Cultural Center events include entertainment and educational topics
The Community Cultural Center, 411 S. Western Ave., will host several educational and entertainment events during the coming weeks.
American Indian drummers and dancers will gather May 3 for the 26th annual United Powwow at the Omak Tribal Longhouse on Mission Road east of town. The free event is open to the public. The theme is “Families Closing the GAP: Graduate, Attendance and Participate,” with support coming from the Colville Confederated Tribes K-12 Youth and Attendance Program. Students and families will be honored for attending school. A plaque dedication is planned in memory of Christine Quintasket, whose pen name was Mourning Dove. Quintasket, a Colville tribal member, was the first American Indian woman to publish a novel. A symposium celebrating her accomplishments was last fall in Omak-Okanogan. The powwow’s first grand entry will begin at 1 p.m., with dinner following at 5 p.m., and an evening grand entry at 7 p.m. Soy Redthunder will be the emcee and Dan Nanamkin will be the arena director. A United Powwow queen and princess will also be selected for the 2014-15 year. All drummers and dancers are welcome, and host drums will be chosen at each session. The drug- and alcohol-free event is supported by the Wenatchee Valley College at Omak Red Road Association and the Omak School District Salish language class.
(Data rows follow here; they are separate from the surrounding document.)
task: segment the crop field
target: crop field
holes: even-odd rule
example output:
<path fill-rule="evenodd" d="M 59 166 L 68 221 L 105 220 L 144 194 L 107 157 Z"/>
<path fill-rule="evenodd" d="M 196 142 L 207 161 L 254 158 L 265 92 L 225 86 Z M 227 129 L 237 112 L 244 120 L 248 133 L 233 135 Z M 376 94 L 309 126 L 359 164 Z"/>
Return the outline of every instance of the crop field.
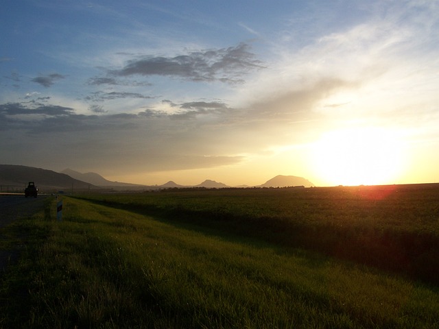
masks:
<path fill-rule="evenodd" d="M 0 328 L 439 327 L 434 185 L 63 198 L 0 231 Z"/>

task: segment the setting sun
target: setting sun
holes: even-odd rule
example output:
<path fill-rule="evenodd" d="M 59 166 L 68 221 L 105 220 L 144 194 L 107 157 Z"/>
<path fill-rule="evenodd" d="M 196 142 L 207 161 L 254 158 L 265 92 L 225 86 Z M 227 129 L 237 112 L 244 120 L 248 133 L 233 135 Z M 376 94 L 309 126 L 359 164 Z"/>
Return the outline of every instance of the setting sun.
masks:
<path fill-rule="evenodd" d="M 316 175 L 332 185 L 394 183 L 404 163 L 402 144 L 383 129 L 350 128 L 323 134 L 313 148 Z"/>

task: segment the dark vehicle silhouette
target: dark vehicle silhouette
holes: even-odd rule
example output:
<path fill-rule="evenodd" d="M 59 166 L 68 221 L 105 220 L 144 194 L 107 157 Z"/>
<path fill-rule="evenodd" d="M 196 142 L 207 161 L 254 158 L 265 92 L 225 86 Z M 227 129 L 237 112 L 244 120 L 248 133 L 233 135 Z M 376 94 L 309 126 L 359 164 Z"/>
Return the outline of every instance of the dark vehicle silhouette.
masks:
<path fill-rule="evenodd" d="M 38 189 L 35 186 L 34 182 L 29 182 L 27 184 L 27 187 L 25 188 L 25 197 L 36 197 L 38 194 Z"/>

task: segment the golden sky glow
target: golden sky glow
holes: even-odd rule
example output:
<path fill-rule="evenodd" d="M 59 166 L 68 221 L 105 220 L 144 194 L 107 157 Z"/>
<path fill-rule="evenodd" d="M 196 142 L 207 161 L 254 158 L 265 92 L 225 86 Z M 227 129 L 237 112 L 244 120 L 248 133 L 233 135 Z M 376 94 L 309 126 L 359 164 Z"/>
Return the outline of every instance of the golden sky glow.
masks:
<path fill-rule="evenodd" d="M 0 163 L 152 185 L 439 181 L 437 0 L 26 4 L 0 12 Z"/>

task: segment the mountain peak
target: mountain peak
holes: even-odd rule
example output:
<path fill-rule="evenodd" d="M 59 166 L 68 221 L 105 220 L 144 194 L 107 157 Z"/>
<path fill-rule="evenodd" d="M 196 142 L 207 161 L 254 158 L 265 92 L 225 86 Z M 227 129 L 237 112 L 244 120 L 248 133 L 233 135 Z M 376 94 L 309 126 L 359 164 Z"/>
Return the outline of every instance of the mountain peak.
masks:
<path fill-rule="evenodd" d="M 288 186 L 300 186 L 305 187 L 313 186 L 314 184 L 308 180 L 302 177 L 278 175 L 271 180 L 268 180 L 261 187 L 288 187 Z"/>
<path fill-rule="evenodd" d="M 206 180 L 202 183 L 195 185 L 195 187 L 206 187 L 208 188 L 221 188 L 222 187 L 228 187 L 224 183 L 220 183 L 215 180 Z"/>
The Merc Playhouse Children’s Musical Theater will present “Willy Wonka Jr.” on May 9-18 at the theater, 101 S. Glover St. The show is based on the book “Charlie and the Chocolate Factory,” by Roald Dahl. Curtain times are 7 p.m. Fridays and Saturdays, and 2 p.m. Sundays. Admission will be charged. A “pay what you can” performance will be at 7 p.m. May 15. The cast features 33 Methow Valley children, costumes, lights and sound by Liberty Bell High students, and set pieces by the Liberty Bell High School construction, welding and art classes.
A Tonasket-area Easter egg hunt is planned for 10 a.m. Saturday at the school complex, 35 state Highway 20.